Emmylou Harris has joined a stellar line-up of singers and speakers at Calvin College's biennial Festival of Faith & Music.

Harris has produced 23 solo albums and numerous compilations and collaborations over the course of a career that is nearing 40 years and has included such genres as folk, country rock, country, bluegrass, rock, pop and alt-country.

She is joined as a Festival headliner by Sufjan Stevens, Neko Case and Anathallo, with keynote addresses by Lauren Winner and David Dark.

The 2007 festival is scheduled for March 30-31 on Calvin's Grand Rapids, Mich. campus.

Ken Heffner, director of student activities at Calvin, says the Festival is "dedicated to exploring the conversation between faith and the art of music."  Its goal, he says, is to create community among musicians, critics, theologians and listeners from a variety of backgrounds.

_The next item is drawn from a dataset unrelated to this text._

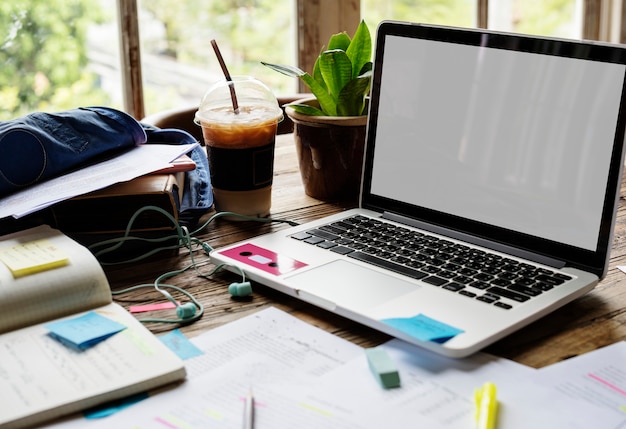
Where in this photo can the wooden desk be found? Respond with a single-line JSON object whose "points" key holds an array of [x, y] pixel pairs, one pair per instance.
{"points": [[593, 321]]}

Stevens, a Michigan native whose creative sound and brilliant poetry is gaining him international recognition as an intriguing Christian artist will play on March 30.  Harris and Case will play March 31 and span the gap between classic and alt country. 
Winner is author of Mudhouse Sabbath and Real Sex: The Naked Truth about Chastity, while Dark is author of Everyday Apocalypse and The Gospel According to America.

The festival also will welcome Andrew Beaujon, author of Body Piercing Saved My Life, which is an outside journalist's perspective on the Christian music scene and includes a chapter on the 2005 Festival of Faith and Music at Calvin.

In the theology track, married authors Brian Walsh and Sylvia Keesmaat (Colossians Remixed) will lead workshops and conduct worship on Saturday morning. Josh Jackson from Paste Magazine will bring an editor's perspective, while Heffner, Steve Austin and Jeff Rioux will lead a roundtable for student activities. Other presenters include critic Benjamin Squires, singer-songwriter Jan Krist and author Steve Stockman.

In a post-festival reflection after the 2005 gathering, Stockman wrote: "As I moved between seminar, concert, creative worship and conversation I found myself in a community whose lungs had been filled with a short sharp burst of oxygen that might just keep me spiritually alive for months to come. [Calvin College] has created something that is too precious to have been planned*. For 36 hours we shared something above us, underneath us and surrounding us and we basked in the sacred space."